3.嫉妬感情と自尊心

 相関分析の結果において、全体では、場面3の自尊心喪失の恐れとの間に、性別で見ると女性では場面2と場面3の自尊心喪失の恐れとの間に関連がみれた。

 また、自尊心Low・High群×場面×性別の3要因の分散分析の結果において、自尊心喪失の恐れが従属変数のときのみ、群と場面の交互作用が見られた。つまり、拒否の程度が強い場面において、自尊心の高い者は、低い者より自尊心喪失の恐れを強く感じることが明らかになった

 これらの結果から、仮説Vは支持されなかった。

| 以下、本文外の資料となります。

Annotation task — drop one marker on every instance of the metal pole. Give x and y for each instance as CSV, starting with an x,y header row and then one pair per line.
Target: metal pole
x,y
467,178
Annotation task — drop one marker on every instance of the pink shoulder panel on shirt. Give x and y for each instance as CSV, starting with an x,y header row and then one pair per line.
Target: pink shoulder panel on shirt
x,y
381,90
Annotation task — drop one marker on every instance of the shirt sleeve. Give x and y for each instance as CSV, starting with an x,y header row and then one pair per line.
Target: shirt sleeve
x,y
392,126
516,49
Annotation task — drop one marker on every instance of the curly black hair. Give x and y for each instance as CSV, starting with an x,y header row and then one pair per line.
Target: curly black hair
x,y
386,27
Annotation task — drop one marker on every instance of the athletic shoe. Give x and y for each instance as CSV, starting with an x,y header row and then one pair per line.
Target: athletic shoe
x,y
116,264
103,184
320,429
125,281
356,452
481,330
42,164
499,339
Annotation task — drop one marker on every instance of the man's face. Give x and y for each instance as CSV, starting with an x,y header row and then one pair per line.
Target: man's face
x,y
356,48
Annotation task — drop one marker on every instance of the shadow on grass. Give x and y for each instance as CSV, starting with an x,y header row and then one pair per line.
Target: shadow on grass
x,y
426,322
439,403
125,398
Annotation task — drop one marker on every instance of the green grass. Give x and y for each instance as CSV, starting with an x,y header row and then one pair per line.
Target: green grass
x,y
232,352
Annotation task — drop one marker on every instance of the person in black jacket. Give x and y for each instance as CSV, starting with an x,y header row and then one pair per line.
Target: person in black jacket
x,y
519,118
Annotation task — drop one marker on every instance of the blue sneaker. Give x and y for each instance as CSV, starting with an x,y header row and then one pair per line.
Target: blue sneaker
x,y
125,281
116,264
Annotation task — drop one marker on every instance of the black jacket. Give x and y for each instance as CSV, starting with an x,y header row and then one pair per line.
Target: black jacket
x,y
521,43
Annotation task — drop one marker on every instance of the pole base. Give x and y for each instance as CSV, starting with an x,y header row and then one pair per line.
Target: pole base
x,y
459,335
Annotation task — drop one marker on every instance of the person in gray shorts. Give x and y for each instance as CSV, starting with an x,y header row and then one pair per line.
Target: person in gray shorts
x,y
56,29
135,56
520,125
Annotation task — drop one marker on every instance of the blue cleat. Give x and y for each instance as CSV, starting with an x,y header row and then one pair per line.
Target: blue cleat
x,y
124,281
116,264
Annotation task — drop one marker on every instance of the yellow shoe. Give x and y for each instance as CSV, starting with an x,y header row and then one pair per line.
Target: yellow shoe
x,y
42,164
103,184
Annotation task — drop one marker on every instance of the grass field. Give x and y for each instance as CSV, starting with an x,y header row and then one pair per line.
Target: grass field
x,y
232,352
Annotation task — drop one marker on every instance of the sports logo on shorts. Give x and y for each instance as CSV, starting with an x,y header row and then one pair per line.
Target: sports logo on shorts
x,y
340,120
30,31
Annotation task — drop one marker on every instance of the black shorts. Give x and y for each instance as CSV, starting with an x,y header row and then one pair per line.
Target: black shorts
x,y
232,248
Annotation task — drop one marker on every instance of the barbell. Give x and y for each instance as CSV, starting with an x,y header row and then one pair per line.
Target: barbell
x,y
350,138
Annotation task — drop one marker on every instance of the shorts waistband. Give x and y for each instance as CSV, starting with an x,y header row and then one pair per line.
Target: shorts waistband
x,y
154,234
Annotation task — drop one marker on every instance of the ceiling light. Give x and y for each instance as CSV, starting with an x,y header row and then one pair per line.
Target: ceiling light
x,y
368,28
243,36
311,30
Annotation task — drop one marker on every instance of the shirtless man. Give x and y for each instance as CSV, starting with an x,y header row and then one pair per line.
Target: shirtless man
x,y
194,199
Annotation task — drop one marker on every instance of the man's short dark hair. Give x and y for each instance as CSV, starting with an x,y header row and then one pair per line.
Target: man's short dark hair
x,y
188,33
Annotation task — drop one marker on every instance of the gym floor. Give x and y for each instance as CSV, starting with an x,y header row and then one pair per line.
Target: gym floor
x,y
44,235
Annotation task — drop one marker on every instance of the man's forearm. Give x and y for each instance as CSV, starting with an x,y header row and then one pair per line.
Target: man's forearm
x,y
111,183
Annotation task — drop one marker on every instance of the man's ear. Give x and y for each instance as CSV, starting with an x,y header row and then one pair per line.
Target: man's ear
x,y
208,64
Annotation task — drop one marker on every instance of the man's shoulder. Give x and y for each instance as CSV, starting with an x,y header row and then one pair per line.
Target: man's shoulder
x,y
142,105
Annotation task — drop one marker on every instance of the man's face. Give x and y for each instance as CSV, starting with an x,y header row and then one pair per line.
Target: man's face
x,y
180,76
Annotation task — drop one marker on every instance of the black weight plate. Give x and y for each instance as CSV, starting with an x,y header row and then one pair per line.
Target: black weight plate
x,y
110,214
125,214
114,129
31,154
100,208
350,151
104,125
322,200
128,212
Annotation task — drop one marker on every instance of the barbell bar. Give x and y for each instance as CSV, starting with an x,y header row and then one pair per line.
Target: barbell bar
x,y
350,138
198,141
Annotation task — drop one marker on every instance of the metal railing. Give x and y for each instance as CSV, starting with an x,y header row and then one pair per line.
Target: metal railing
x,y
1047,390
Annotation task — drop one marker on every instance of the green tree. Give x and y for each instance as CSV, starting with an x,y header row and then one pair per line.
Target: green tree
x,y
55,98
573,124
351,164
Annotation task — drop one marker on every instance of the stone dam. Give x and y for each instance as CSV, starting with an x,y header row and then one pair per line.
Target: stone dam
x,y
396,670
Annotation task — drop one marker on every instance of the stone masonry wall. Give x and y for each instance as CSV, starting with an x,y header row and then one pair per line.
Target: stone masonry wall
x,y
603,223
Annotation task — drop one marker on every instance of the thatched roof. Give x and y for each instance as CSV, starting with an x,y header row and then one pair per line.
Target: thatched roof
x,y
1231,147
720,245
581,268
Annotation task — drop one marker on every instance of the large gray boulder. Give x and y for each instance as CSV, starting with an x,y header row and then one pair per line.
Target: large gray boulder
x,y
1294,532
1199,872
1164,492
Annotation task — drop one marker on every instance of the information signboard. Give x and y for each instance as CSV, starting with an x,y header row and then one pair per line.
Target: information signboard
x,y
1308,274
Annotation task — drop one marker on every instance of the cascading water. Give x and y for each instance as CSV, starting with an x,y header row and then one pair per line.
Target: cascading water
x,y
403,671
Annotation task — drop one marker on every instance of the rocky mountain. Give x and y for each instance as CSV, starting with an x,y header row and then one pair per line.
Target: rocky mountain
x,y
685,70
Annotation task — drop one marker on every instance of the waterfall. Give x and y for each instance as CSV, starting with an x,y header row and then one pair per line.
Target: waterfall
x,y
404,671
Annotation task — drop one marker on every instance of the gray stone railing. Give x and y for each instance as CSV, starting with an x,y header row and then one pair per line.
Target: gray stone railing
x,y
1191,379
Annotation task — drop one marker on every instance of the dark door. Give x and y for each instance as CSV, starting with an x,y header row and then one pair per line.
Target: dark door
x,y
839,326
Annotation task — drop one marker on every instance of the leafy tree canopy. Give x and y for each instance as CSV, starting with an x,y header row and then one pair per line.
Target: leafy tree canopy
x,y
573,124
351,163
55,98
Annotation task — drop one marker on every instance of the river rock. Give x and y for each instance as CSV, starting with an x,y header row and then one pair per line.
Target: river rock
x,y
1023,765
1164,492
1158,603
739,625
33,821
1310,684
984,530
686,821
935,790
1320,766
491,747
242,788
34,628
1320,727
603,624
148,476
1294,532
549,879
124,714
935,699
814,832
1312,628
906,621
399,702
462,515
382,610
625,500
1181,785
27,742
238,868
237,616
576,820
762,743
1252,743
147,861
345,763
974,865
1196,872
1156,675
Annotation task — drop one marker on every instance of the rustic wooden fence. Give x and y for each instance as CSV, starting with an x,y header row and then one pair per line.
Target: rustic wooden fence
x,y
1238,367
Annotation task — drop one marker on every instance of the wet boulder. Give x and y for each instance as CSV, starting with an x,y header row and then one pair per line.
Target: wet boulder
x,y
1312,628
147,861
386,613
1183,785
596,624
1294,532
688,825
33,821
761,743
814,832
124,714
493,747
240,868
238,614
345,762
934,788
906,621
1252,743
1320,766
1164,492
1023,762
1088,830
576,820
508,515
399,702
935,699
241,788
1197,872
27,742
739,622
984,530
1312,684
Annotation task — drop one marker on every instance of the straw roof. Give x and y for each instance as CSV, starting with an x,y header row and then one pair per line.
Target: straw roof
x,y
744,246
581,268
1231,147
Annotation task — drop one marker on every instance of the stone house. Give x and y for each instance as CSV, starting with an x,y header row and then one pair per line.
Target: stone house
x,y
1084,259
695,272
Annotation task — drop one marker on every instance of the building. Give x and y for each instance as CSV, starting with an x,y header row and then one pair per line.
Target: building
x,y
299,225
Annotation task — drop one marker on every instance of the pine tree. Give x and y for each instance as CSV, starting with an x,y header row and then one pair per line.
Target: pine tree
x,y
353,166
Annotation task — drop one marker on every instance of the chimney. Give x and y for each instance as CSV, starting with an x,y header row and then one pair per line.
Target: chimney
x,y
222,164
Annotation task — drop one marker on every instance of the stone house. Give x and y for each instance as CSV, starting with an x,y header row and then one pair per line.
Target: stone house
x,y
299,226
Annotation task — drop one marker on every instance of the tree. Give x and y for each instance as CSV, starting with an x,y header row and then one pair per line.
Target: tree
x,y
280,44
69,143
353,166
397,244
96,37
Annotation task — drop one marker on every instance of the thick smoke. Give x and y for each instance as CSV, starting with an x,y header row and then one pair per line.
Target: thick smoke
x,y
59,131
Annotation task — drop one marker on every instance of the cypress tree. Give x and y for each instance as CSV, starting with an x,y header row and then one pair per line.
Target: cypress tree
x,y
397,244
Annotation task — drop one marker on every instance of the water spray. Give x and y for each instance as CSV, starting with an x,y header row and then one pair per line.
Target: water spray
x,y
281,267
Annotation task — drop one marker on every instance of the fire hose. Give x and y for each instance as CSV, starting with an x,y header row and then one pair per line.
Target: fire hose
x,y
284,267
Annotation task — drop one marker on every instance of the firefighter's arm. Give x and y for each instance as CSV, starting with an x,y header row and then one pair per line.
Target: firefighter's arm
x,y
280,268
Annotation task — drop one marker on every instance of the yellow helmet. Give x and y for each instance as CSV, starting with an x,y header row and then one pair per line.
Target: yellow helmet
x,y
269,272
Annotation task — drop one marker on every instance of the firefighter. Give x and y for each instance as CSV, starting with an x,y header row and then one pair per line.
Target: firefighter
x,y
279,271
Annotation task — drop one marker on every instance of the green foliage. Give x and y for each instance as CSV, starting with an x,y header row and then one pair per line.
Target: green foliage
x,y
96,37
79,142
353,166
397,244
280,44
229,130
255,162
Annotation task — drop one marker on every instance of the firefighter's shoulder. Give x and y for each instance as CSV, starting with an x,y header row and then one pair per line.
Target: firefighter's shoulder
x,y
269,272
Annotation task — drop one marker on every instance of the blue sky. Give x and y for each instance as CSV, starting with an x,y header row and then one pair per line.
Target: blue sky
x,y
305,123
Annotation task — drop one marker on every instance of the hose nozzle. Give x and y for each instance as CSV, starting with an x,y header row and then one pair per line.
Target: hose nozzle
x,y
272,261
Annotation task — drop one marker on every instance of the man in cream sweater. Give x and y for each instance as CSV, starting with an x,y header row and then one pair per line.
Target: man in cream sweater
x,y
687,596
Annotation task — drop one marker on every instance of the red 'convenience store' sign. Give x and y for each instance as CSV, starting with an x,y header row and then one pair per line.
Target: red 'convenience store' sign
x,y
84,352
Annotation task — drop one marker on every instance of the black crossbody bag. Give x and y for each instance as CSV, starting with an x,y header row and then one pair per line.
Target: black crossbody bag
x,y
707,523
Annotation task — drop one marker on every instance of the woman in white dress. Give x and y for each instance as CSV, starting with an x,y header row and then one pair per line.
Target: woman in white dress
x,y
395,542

むしろ、自尊心の高い人が自尊心喪失の恐れを強く感じるという逆の結果となった。坪田(2002)は、自尊感情と嫉妬感情の関連を、自尊感情をレベルと安定性とに分け、検討している。その結果、自尊感情の不安定な者ではレベルによる違いはなく、安定している者においてのみレベルの低い者のほうが高い者に比べ嫉妬を強く感じるということがわかった。しかし、自尊感情の安定性を考慮しても、本研究のような自尊心と自尊心喪失の恐れが正の関係にあるということは説明できなさそうである。本研究の結果は、調査対象者、特に自尊心の高い者が、恋人との関係の中から自尊心を強く高めているためではないかと考えられる。つまり、恋人との関係から自尊心を高めている者は、恋人からの評価が強く自己評価につながるものであり、恋人からの拒否の存在する場面において、恋人からのネガティブな評価に対し、より強く自尊心喪失の恐れを感じていると考えられる。実際に、White(1981)は、恋人との関係に代わる関係をみいだせない者は嫉妬をより感じやすいと報告している。